Me quedé fumando, sentado en la puerta del kiosco, y de golpe te vi y me estabas saludando. Llevabas tu pelo negro suelto y un vestido rojo que te hacía hermosa, desde lejos te hacía hermosa y, la verdad, era un problema sentir algo así. No quería sentir nada por vos, tu imagen casi ideal me agarraba de sorpresa y qué carajo tenía que andar fijándome en una chica que tenía un romance con un amigo… Hice de cuenta que no sentí nada, hice lo que pude, que fue pararme y prepararme interiormente para saludarte.

Crucé el viejo boulevard Rondeau y empecé a dudar si la historia del edificio lleno de ratas era cierta o si la había inventado de chico para llamar la atención y, de tanto contarla, me la terminé creyendo.
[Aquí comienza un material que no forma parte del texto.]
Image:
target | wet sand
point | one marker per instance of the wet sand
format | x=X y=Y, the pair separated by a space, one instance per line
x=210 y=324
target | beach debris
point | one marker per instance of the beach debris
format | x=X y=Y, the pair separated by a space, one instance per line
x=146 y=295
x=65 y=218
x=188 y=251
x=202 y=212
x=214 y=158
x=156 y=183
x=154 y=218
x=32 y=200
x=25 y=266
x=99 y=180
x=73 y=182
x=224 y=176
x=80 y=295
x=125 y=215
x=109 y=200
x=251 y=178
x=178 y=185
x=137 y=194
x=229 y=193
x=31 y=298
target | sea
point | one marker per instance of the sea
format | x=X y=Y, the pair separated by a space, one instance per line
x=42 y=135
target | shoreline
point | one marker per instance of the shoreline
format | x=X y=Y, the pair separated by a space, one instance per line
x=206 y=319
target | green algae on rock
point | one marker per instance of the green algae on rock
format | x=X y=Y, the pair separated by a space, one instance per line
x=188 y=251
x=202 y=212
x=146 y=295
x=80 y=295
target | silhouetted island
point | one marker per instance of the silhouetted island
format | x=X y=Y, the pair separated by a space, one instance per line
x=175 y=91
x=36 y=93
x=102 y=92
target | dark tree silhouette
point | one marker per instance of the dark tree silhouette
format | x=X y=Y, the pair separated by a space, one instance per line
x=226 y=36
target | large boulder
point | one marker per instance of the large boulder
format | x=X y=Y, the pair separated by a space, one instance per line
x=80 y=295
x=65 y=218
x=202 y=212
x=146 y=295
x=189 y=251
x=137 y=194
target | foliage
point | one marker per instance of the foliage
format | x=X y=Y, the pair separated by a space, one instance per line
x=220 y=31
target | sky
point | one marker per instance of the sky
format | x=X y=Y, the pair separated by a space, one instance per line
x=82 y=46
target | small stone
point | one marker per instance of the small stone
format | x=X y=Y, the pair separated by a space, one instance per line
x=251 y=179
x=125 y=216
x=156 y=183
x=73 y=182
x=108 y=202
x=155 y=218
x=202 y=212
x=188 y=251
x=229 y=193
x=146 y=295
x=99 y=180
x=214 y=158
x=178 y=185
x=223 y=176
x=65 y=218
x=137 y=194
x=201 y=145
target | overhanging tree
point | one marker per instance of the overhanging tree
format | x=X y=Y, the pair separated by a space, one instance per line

“Eras vos el que estaba fumando en la puerta del kiosco.No te reconocía; hace quince minutos que estoy parada acá. Parecías un loco hablando solo”, me dijiste y te reíste, y me preguntaste cómo estaba y en qué andaba la revista. Yo te mentí y te dije que andaba bien, y te conté la historia de un escritor legendario de Buenos Aires que pasó unos meses en Rosario. Vos me hablaste de tus cosas así que me quedé callado y escuché, y la película que proyecta mi cabeza se detuvo por un rato.Caminamos hasta un bar y pedimos una cerveza. Vos seguiste hablando y yo intenté aceptar lo que ya sabía: lejos y perdidas estaban aún las puertas de la Gloriosa Zona Norte.